Mercedes-Innenleben soll überzeugen

Die Rede ist vom Ökosystem, in welches das Elektroauto eingebettet ist. Die Fahrt mit einem Elektroauto beginnt meist vor der eigentlichen Fahrt. Wann fahre ich jeden Tag zur Arbeit? Oder fahre ich nicht die übliche Pendelstrecke, sondern eine ungewöhnlich lange Strecke? Mit solchen Infos wird das Erlebnis Elektroauto besser: Wird die Batterie vorkonditioniert, während der Wagen noch am Strom hängt, schont das Reichweite und Lebensdauer. Wie nahtlos kommuniziert das Auto während des Ladevorgangs mit dem Nutzer, etwa per App? Wie gut bindet sich das Auto in den Alltag ein?

Das bleibt bis zu den ersten Testfahrten mit den entsprechenden Elektroautos abzuwarten. Und selbst dann lässt es sich nicht abschließend und allgemeingültig beantworten. Die Anforderungen und Voraussetzungen der (potenziellen) Fahrer sind zu unterschiedlich. Kann ich zu Hause laden, an der Wallbox oder Haushaltssteckdose? Wie sieht die Fahrstrecke, das Umfeld und das Klima aus? Ein gut passendes Ökosystem wird im Alltag wichtiger sein als der ein oder andere Kilometer Reichweite.

Bleibt der wichtige Punkt, dass Mercedes den EQC auch erst einmal an den Mann oder die Frau bringen muss. Und da gehen die Stuttgarter tatsächlich neue Wege: Mercedes hat mit EQ eine Submarke geschaffen, unter der alle bislang angekündigten Elektroautos auf den Markt kommen sollen. Dass es ein Mercedes-EQ und kein Mercedes-Benz ist, soll jedem auf den ersten Blick klar werden. Aus diesem Grund kommen alle EQ-Modelle mit einem eigenständigen Design. Stern auf der Haube ja, aber eben kein klassischer Mercedes.

Genau da liegt aber auch eines der großen Risiken des EQC: Mit der Entscheidung für die Submarke will der Vorstand eine neue Zielgruppe für das neue Elektroauto ansprechen. Wer einen EQC fährt, zeigt schon mit dem eigenständigen Design, dass er anders ist. Zwar hat der EQC, anders als das Concept Car wieder einen klassischen Kühlergrill. Mit den markanten Tagfahrlichtern, dem schwarzen Element an der Front und der durchgehenden roten LED am Heck fällt er dennoch auf. Entwicklungschef Källenius freut sich über einen „futuristischen Hightech-Look“. Wer einfach nur einen guten Mercedes mit elektrischem Antrieb will, schaut allerdings in die Röhre.
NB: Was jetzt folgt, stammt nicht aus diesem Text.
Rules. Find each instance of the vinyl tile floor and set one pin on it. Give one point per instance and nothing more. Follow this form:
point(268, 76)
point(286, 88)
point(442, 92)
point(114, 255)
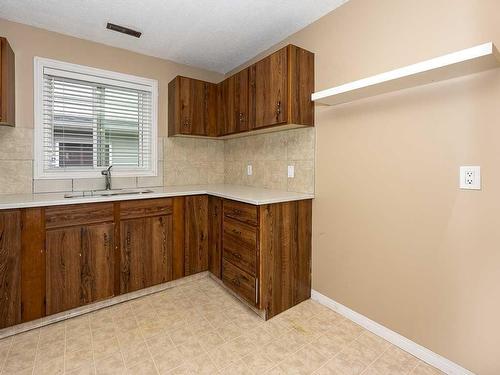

Das zeigt sich besonders beim Vergleich mit dem Bruder im Geiste, dem konventionell angetriebenen GLC. Ja, der Vergleich hinkt. Die Gemeinsamkeiten der beiden Modelle sind gerade einmal so groß, dass sie zusammen im Werk Bremen gebaut werden können. 80 Prozent der Teile sind unterschiedlich, betont Mercedes.

Und dennoch: Wer sich für einen GLC interessiert – ein zeitlos-elegantes SUV der Mittelklasse, das im heutigen Straßenbild kaum auffällt – wird sich kaum einen EQC zulegen, mit dem er als bunter Hund aus der Menge herausragt. Die aktuellen Lieferzeiten von 18 Monaten zeigen, wie groß das Interesse am GLC weltweit ist. Eine große Zielgruppe, in der sicher auch viele potenzielle Elektro-Kunden sind. Die sich aber bewusst für den GLC entschieden haben, obwohl der EQC beinahe vor der Tür steht – Mitte 2019 soll der Elektro-Mercedes zu den Händlern kommen.